A 10/1 ARM offers a fixed rate for 10 years followed by annual adjustments. The initial rate is often below a 30-year fixed, which can reduce early payments for borrowers who may sell, move, or refinance before or soon after the first reset.
Understanding Rate Caps
- Initial Cap: Max change at the first adjustment.
- Periodic Cap: Max change at each subsequent yearly reset.
- Lifetime Cap: Max cumulative increase over the life of the loan.
Pros and Cons of a 10/1 ARM
- Pros: lower initial rate, lower payments for a full decade, potential savings.
- Cons: payment uncertainty after 10 years; exposure to rising rates.

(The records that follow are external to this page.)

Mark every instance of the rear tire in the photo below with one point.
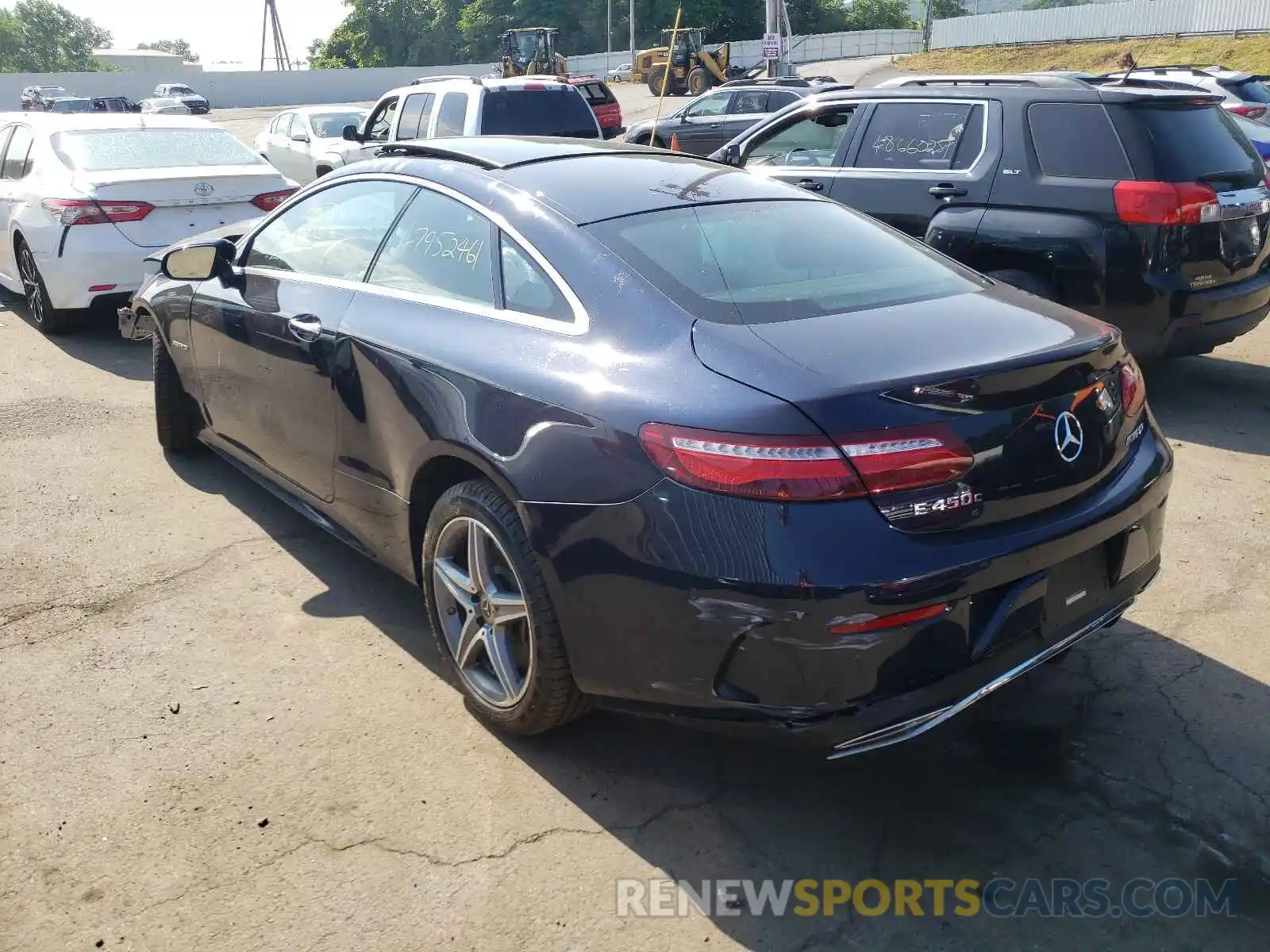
(698, 82)
(177, 416)
(1026, 281)
(50, 321)
(533, 689)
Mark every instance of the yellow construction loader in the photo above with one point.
(531, 51)
(686, 65)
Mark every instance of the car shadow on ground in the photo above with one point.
(1134, 757)
(1213, 401)
(95, 340)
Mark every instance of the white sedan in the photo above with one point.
(306, 144)
(87, 197)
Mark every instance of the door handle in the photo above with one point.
(305, 327)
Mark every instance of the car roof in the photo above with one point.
(575, 177)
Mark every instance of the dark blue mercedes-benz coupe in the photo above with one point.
(660, 435)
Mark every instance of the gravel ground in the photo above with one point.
(224, 730)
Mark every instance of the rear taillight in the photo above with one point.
(272, 200)
(1165, 203)
(795, 469)
(86, 211)
(907, 457)
(1250, 112)
(1133, 387)
(806, 469)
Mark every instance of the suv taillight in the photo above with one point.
(1165, 202)
(806, 469)
(86, 211)
(1133, 387)
(1250, 112)
(272, 200)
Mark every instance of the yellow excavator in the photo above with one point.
(687, 65)
(531, 51)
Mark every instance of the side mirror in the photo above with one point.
(198, 262)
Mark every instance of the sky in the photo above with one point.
(216, 29)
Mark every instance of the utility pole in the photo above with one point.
(772, 25)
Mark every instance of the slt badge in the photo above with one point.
(1068, 437)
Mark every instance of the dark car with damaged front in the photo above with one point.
(702, 446)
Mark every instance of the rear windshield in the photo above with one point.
(554, 111)
(596, 93)
(817, 259)
(1193, 145)
(1250, 90)
(117, 150)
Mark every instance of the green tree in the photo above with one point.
(40, 36)
(177, 48)
(878, 14)
(948, 10)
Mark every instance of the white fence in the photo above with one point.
(813, 48)
(226, 90)
(1132, 18)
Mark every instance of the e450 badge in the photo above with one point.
(963, 501)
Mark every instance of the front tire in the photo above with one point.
(50, 321)
(492, 615)
(177, 416)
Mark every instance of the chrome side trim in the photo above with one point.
(907, 730)
(581, 317)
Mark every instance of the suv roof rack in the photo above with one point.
(442, 79)
(992, 80)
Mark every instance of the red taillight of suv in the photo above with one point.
(272, 200)
(1165, 202)
(1249, 112)
(806, 469)
(1133, 387)
(86, 211)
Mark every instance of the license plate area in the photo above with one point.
(1077, 588)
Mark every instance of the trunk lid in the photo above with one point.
(187, 201)
(1032, 390)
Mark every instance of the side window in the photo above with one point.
(810, 141)
(749, 103)
(526, 287)
(452, 116)
(17, 162)
(1077, 140)
(918, 136)
(440, 248)
(332, 234)
(714, 105)
(416, 112)
(779, 99)
(381, 122)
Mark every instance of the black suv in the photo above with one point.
(725, 112)
(1141, 206)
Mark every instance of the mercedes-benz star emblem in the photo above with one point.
(1068, 437)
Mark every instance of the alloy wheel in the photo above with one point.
(483, 613)
(31, 286)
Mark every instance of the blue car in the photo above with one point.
(660, 435)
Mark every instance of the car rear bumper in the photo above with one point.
(719, 611)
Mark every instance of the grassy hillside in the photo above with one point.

10/1 ARM vs. 30-Year Fixed
A 30-year fixed prioritizes certainty; a 10/1 ARM prioritizes a lower initial payment for a decade, with risk of higher payments later. Choose based on time horizon and risk tolerance.
Inputs for the Calculator
- Home price & down payment (amount or %)
- Loan term (years), initial rate (10-year fixed), index drift, and caps
- Optional: taxes, insurance, HOA; extra principal
Understanding Your Results
See your initial monthly payment, projected post-adjustment payment, total interest, and amortization schedule. Use the yearly chart to visualize costs and balance over time.
Frequently Asked Questions
Can I refinance before the first reset?
Yes. Many borrowers refinance around year 9–11 to lock a new rate.
How are payments recalculated after 10 years?
Each year, the payment is recomputed based on the new rate, remaining balance, and remaining term, subject to your caps.